Fin de la PCU: les travailleurs culturels inquiets de leur sort
Quelques centaines de «travailleurs de l’ombre» des arts vivants se sont rassemblés sur la place des Festivals sur le coup de midi pour réaffirmer leur «importance dans l’écosystème culturel» et demander une aide accrue des gouvernements, lundi.
Tenue à l’initiative de Martin Faucher, metteur en scène et directeur artistique du Festival TransAmériques (FTA), la rencontre visait à rassembler et mobiliser ces travailleurs qui se considèrent oubliés par les programmes d’aide.
«On est là pour rendre visible l’invisible, a expliqué à Métro Martin Faucher. On n’a pas idée combien de gens travaillent autour de la scène, dans les coulisses, dans les bureaux, dans les ateliers de costumes ou de décor.»

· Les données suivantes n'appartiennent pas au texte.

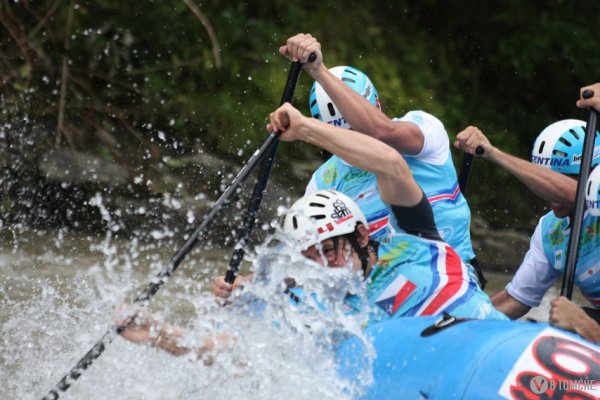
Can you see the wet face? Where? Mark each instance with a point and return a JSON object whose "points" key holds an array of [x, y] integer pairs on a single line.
{"points": [[333, 256]]}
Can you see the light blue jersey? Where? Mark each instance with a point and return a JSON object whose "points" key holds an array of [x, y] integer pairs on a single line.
{"points": [[415, 276], [432, 169], [545, 261]]}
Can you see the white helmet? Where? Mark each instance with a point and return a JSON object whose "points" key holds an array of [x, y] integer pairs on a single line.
{"points": [[322, 215], [321, 105], [560, 147], [592, 193]]}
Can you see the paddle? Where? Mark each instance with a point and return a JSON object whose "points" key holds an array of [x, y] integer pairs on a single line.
{"points": [[265, 171], [144, 297], [465, 170], [577, 219]]}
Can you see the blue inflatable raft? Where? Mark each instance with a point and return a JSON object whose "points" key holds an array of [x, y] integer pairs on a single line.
{"points": [[445, 358]]}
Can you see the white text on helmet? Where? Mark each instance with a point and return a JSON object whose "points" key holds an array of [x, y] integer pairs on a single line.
{"points": [[338, 122], [556, 162]]}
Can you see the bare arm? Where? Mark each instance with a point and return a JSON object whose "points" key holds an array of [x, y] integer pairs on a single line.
{"points": [[547, 184], [222, 289], [508, 305], [594, 101], [394, 179], [567, 315], [405, 137], [145, 329]]}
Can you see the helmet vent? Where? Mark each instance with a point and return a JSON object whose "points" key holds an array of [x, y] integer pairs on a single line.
{"points": [[331, 109], [559, 153], [565, 142], [542, 146], [574, 133]]}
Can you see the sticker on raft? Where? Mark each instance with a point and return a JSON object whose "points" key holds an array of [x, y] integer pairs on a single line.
{"points": [[553, 366]]}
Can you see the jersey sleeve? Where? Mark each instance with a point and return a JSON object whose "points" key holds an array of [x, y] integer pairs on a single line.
{"points": [[417, 220], [436, 144], [535, 275]]}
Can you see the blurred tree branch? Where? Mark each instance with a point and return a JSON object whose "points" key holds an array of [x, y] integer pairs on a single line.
{"points": [[211, 33]]}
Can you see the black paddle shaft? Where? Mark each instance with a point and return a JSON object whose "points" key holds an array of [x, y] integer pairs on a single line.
{"points": [[265, 171], [577, 218], [465, 170], [144, 297]]}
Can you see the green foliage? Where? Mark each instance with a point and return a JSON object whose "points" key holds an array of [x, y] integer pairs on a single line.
{"points": [[143, 81]]}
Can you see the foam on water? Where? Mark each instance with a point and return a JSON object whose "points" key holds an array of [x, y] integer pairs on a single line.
{"points": [[52, 317]]}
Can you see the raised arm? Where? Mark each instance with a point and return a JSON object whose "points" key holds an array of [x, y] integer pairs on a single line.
{"points": [[403, 136], [547, 184], [394, 179], [593, 101]]}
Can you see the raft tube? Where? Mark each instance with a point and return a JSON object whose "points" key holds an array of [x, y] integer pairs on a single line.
{"points": [[448, 358]]}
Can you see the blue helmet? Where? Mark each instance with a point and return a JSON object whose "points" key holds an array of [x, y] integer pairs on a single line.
{"points": [[560, 147], [321, 105], [592, 192]]}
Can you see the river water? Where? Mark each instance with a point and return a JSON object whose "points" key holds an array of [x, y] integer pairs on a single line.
{"points": [[58, 294]]}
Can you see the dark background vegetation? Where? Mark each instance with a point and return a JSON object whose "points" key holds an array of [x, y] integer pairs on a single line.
{"points": [[145, 84]]}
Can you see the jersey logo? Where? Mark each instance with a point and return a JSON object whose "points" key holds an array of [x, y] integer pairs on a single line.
{"points": [[340, 210], [557, 259]]}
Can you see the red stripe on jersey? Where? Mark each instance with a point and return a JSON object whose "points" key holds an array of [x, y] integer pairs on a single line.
{"points": [[452, 269], [405, 291]]}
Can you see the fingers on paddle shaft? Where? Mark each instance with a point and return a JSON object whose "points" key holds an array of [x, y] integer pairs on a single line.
{"points": [[285, 119]]}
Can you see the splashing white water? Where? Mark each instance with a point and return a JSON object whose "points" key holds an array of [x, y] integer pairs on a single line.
{"points": [[54, 313]]}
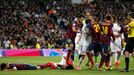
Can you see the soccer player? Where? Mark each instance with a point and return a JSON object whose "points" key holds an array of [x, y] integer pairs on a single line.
{"points": [[94, 28], [116, 46], [84, 42], [14, 66], [130, 42], [106, 34], [77, 41], [63, 64], [70, 36]]}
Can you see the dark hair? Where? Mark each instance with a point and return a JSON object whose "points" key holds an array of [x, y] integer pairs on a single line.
{"points": [[108, 17], [69, 67], [88, 21], [3, 66], [132, 15]]}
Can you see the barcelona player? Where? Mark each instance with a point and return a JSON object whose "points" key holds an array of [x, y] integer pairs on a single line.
{"points": [[94, 28], [70, 36], [14, 66], [106, 34], [130, 42]]}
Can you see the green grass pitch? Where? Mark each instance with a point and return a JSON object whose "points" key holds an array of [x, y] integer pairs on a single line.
{"points": [[41, 60]]}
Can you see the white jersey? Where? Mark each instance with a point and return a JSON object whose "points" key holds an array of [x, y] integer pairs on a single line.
{"points": [[77, 38], [116, 29], [63, 60], [116, 45], [84, 40]]}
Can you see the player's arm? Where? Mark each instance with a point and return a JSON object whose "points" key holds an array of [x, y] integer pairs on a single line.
{"points": [[74, 29], [13, 69], [131, 25], [111, 33]]}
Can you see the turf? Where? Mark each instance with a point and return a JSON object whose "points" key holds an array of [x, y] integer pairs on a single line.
{"points": [[41, 60]]}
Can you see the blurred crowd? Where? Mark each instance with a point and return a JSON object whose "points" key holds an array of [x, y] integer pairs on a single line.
{"points": [[27, 24]]}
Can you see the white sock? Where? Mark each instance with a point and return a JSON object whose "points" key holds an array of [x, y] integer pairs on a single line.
{"points": [[110, 61], [115, 57]]}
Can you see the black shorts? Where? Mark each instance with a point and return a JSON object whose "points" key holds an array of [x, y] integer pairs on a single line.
{"points": [[130, 45], [95, 46], [29, 67]]}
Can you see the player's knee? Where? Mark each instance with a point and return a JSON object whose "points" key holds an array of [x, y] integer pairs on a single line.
{"points": [[126, 53], [133, 54]]}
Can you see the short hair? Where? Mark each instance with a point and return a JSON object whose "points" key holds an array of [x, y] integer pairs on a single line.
{"points": [[108, 17], [3, 66], [69, 67], [87, 21], [132, 14]]}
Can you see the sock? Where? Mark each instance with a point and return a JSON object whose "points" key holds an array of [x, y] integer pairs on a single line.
{"points": [[96, 58], [127, 63], [118, 57], [69, 54], [45, 65], [103, 59], [72, 55], [81, 59], [107, 60], [115, 57], [90, 58], [101, 63], [110, 63]]}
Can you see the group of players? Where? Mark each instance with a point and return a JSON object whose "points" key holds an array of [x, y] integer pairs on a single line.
{"points": [[88, 37]]}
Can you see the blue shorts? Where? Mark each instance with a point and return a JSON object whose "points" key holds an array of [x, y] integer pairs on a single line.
{"points": [[30, 67], [95, 45], [105, 47]]}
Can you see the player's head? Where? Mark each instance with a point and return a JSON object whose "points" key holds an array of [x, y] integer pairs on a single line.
{"points": [[132, 15], [108, 17], [69, 67], [3, 66]]}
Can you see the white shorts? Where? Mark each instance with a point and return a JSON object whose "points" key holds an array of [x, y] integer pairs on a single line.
{"points": [[83, 50], [77, 47], [116, 46]]}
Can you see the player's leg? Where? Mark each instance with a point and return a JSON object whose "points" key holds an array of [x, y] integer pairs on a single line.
{"points": [[81, 56], [97, 50], [126, 54], [73, 49], [89, 53], [103, 58], [80, 61], [31, 67], [46, 65], [69, 46]]}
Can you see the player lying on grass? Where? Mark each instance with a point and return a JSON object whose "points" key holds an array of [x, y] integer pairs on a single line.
{"points": [[14, 67], [63, 64], [52, 65]]}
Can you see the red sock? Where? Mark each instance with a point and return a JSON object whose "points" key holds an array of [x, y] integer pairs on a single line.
{"points": [[90, 58], [68, 55], [45, 65], [107, 61], [101, 63]]}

«Je tiens à ce qu’on se rende compte de l’ampleur du travail pour qu’une personne puisse monter sur scène. Si on ne prend soin pas de ça, dans un an, il va y avoir un gros problème [de main d’œuvre] au Québec.»
La fermeture des salles de spectacle le 12 mars dernier a placé au repos forcé l’écrasante majorité des techniciens, éclairagistes, maquilleurs, costumiers, accessoiristes, directeurs de tournée et autre metteurs en scène.
«Tant que les théâtres ne pourront pas recevoir de spectateurs, il n’y aura pas de job pour les gens qui travaillent sur la scène. C’est impératif que la PCU continue», Olivier Landreville, scénographe.
La PCU, seule source de revenus pour les travailleurs culturels
Pour plusieurs travailleurs culturels, la Prestation canadienne d’urgence (PCU) est la seule source de revenus disponible en ce moment. Or, cette aide temporaire prendra bientôt fin dans beaucoup de cas.
«Une fois la PCU terminée, je n’ai plus rien. Comme je suis propriétaire de mon entreprise, je n’ai pas le droit au chômage, a déploré Dominique Dubé, directrice de l’atelier de couture du même nom qui œuvre pour le cirque.
«J’ai un loyer de plusieurs milliers de dollars à payer. Je ne pense pas que ça va recommencer rapidement dans le milieu des arts. Les contractuels sont oubliés. Pour nous, c’est le vide total dans deux semaines.»
«Comme nous ne sommes pas des travailleurs à temps plein, beaucoup de nos employeurs ne peuvent pas demander la subvention salariale. On est vraiment tributaire de la PCU», a exposé Gabriel Duplain, technicien de son pour plusieurs grandes salles de spectacles montréalaises.
Mauvaise réponse
Pour plusieurs intervenants rencontrés, le plan d’aide en culture de 400 millions (dont 50,9 millions pour les arts de la scène) du gouvernement provincial ne répond pas aux besoins des artisans.
«Les 400 millions de dollars qui ont été débloqués pour des captations vidéo, ça ne touche pas le théâtre ou à peine. Il faut mettre de l’argent pour pouvoir recevoir les gens dans les salles de théâtre et que les spectacles recommencent», a fait valoir Olivier Landreville, scénographe.
«Ce n’est pas tout le monde qui a la fibre d’entrepreneur pour développer des projets et de les gérer, a ajouté Martin Faucher. On est en train de mettre l’esprit d’entrepreneuriat avant la responsabilité sociale. Tant mieux pour ceux pour qui ça fonctionne. Mais l’appel à projet du Conseil des arts et des lettres du Québec (CALQ) ne peut pas répondre aux besoins de tout le monde.»
La crise actuelle pourrait avoir des impacts à long terme sur l’écosystème culturel québécois, notamment dans le recrutement de personnes, croit le directeur du FTA.
Impact à long terme
Les conséquences pourraient également se faire sentir sur les productions futures, affirme Isabelle-Eugénie Lafortune, présidente de Télé Ciné Montréal, une entreprise de location d’accessoires et de costumes à l’arrêt complet depuis mars.
«Si mon entreprise ferme, c’est tout le travail de ce monde-là qui va souffrir, a-t-elle affirmé en pointant les autres manifestants. C’est d’une tristesse. On ne le réalise pas, mais c’est tout une infrastructure qui va s’effondrer si on ne fait rien.»
«Je ne sais pas comment les gens vont pouvoir s’apprivoiser. On peut aller chercher des costumes à Toronto, mais ce n’est pas ce qu’on veut. Nous, on fait tourner l’économie ici, à Montréal.»